Friday, February 26, 2010

Safety, Quality, then Volume: Toyota 2010

Too Big to Succeed

As Toyota and Hummer have learned, growing too fast can be a dangerous thing.

From easily exploding cars to killer spinach and lead-laced toys, a look at products that we could have lived without.

By Daniel Gross | Newsweek Web Exclusive
Feb 25, 2010

From its origins, success in the auto industry has been about scale. In the early decades of the 20th century, Henry Ford was able to democratize the car and dominate the early auto industry because he built, and then continually tinkered with, an assembly line that could churn out huge numbers of cars in a short amount of time. Bigger was always better.

But two items from yesterday's dispatch in the ongoing car dramas indicate why that's not always true.

Item No. 1: The Toyota debacle. The mass failings of Toyota's legendary quality-control efforts are now on full display in the hearings that have subjected CEO Akio Toyoda to a ritualized set of apologies and humiliations. In recent years Toyota rode its efficiency and better financial management—it didn't have to contend with the onerous pension and health-care benefits that sandbagged the Big Three—to large gains in market share and significant growth. In 2007 Toyota surpassed GM as the largest carmaker in the world.

But something got lost in the process. As Toyoda acknowledged on Wednesday: "I fear the pace at which we have grown may have been too quick. I would like to point out here that Toyota's priority has traditionally been: first, safety; second, quality; and third, volume. These priorities became confused." In other words, Toyoda seemed to admit, the company went astray by moving size—i.e., volume—to the front of the line.

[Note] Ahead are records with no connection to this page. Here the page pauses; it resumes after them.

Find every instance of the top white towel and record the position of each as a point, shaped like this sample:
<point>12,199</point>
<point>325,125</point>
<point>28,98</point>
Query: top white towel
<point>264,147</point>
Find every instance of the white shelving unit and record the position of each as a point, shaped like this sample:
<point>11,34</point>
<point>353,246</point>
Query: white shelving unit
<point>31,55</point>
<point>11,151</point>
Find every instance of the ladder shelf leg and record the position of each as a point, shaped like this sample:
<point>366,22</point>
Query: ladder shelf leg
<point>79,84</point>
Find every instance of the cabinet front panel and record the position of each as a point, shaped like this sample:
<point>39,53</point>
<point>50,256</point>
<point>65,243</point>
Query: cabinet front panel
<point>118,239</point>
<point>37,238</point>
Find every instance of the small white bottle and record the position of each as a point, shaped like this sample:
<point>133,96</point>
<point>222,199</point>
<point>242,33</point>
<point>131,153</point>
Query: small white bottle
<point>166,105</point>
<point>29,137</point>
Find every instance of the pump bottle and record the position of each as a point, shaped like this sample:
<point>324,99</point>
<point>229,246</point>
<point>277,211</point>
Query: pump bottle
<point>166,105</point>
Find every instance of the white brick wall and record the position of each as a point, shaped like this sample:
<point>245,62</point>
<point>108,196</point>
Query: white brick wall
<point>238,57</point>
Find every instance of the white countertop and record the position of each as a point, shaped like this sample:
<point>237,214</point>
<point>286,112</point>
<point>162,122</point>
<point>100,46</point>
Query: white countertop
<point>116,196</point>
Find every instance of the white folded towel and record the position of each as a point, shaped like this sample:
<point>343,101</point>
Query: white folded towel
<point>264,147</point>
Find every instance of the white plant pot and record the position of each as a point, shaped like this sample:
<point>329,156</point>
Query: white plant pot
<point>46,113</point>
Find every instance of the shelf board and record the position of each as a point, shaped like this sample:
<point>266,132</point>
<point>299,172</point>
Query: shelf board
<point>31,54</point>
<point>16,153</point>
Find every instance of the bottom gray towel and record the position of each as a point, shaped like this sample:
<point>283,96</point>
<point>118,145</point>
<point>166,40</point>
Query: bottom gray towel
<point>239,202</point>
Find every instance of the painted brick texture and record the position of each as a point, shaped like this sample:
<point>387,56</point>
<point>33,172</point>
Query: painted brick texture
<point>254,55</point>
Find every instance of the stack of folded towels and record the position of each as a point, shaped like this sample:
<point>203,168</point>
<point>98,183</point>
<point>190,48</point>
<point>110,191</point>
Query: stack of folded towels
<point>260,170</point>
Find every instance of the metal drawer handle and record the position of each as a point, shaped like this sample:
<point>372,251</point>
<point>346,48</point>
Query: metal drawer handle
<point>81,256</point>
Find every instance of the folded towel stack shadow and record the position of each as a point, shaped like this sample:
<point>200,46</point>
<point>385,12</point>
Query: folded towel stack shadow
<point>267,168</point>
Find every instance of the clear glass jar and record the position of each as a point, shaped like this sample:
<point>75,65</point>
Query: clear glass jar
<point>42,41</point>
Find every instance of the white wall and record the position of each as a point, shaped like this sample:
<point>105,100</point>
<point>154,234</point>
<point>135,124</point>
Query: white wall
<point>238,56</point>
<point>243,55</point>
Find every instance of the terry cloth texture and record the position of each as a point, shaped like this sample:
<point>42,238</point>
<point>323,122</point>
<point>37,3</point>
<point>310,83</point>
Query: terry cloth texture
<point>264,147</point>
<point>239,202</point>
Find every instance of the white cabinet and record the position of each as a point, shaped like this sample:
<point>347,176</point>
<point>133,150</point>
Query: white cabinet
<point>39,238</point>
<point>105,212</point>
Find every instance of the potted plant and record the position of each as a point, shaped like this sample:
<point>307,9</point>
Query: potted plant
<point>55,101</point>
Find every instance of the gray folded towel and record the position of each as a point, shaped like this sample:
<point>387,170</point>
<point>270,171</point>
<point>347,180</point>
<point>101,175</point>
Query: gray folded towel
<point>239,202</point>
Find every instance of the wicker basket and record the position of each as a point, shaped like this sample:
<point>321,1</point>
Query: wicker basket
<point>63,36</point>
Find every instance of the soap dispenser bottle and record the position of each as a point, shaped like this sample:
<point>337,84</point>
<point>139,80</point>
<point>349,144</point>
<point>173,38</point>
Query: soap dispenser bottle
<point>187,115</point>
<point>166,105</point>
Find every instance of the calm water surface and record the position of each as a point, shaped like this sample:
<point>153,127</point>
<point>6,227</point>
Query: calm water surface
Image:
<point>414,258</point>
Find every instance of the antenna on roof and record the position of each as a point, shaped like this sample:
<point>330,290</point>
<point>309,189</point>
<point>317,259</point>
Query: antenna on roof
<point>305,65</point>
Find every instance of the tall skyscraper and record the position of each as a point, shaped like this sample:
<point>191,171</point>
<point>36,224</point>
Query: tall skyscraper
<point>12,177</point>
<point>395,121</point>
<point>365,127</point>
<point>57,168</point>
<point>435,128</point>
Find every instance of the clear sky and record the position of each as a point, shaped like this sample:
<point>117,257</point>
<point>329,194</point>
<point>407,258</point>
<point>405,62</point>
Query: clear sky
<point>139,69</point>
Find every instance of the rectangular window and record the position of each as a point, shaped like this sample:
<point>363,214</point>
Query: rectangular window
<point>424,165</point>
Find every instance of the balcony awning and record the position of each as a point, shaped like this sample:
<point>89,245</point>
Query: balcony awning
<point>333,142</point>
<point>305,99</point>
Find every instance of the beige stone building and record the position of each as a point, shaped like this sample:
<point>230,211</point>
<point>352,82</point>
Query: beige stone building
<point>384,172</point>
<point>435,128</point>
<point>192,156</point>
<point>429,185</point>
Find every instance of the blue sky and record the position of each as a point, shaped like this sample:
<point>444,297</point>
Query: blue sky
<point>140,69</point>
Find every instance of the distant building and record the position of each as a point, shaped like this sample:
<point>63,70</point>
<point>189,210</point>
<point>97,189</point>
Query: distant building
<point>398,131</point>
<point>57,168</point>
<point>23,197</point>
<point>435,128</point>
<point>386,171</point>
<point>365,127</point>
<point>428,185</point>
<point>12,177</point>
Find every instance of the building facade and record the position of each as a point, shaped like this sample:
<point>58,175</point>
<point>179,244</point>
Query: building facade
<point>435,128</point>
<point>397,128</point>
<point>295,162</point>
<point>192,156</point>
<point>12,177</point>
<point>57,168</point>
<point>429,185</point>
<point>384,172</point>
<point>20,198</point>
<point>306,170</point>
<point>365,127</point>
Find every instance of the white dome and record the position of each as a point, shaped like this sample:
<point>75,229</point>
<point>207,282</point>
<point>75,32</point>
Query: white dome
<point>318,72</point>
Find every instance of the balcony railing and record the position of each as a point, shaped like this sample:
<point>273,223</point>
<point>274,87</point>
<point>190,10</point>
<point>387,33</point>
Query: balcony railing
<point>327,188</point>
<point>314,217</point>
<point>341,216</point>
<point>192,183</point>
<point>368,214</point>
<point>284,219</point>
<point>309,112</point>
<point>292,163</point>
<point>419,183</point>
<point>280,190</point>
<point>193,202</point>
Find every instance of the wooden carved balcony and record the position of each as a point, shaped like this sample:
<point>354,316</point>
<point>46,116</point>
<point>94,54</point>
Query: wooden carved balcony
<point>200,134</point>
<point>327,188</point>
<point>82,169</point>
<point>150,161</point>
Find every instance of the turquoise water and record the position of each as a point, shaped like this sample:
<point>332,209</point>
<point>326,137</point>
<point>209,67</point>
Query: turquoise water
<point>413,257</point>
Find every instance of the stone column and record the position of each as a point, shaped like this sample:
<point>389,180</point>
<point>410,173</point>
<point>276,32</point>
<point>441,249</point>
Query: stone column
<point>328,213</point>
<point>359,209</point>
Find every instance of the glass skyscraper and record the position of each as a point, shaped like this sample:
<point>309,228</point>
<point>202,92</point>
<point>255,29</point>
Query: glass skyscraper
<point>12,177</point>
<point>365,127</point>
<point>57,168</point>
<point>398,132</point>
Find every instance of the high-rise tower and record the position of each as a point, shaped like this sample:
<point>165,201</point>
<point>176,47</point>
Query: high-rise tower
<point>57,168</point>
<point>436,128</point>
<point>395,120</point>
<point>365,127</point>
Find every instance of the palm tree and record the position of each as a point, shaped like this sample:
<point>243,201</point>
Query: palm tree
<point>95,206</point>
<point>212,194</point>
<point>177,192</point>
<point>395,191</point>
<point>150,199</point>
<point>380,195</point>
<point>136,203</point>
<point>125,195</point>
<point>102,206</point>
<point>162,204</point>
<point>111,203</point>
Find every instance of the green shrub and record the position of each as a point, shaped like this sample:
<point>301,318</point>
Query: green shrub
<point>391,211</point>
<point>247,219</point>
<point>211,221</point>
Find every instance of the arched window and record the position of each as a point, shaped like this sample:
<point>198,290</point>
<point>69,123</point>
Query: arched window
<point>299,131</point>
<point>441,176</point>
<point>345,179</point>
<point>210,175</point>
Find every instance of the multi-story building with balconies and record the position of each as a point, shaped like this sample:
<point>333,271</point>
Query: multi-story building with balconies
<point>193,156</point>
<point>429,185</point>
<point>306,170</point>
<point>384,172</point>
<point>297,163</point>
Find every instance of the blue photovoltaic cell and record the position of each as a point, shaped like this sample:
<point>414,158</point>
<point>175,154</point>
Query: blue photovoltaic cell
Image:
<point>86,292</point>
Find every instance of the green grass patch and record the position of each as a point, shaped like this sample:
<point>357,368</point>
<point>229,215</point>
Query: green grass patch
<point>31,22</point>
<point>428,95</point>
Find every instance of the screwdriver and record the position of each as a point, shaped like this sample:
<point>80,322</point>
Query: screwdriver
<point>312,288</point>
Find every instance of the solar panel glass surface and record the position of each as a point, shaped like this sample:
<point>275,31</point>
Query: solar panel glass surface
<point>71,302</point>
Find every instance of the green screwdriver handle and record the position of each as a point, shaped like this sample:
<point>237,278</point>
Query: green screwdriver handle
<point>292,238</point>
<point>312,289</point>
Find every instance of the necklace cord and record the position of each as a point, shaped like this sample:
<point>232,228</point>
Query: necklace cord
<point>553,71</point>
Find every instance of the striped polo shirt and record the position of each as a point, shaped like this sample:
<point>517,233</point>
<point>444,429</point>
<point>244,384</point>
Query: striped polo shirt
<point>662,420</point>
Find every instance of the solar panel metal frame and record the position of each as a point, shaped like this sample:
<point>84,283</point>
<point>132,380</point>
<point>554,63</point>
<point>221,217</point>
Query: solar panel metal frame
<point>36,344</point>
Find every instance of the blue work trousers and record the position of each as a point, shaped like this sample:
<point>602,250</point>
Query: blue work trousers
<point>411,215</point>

Item No. 2: After a series of failed efforts to sell it, GM announced that its Hummer brand would be wound down. Hummer had a different problem with bigness than Toyota has. It wasn't that its production volumes were too high. In 2008 only 2,710 Hummers were sold. Rather, the outsize Hummer was simply too big—too inefficient, too out of step with the times—to succeed in a marketplace in which oil spiked to $150 per barrel and seems to have settled at a plateau above $70 a barrel. As the economy tanked, energy prices rose, and the zeitgeist shifted in favor of conservation, the gas-guzzling Hummer faced a double whammy: consumers had difficulty affording the vehicle's high sticker price as well as difficulty affording its high operating price.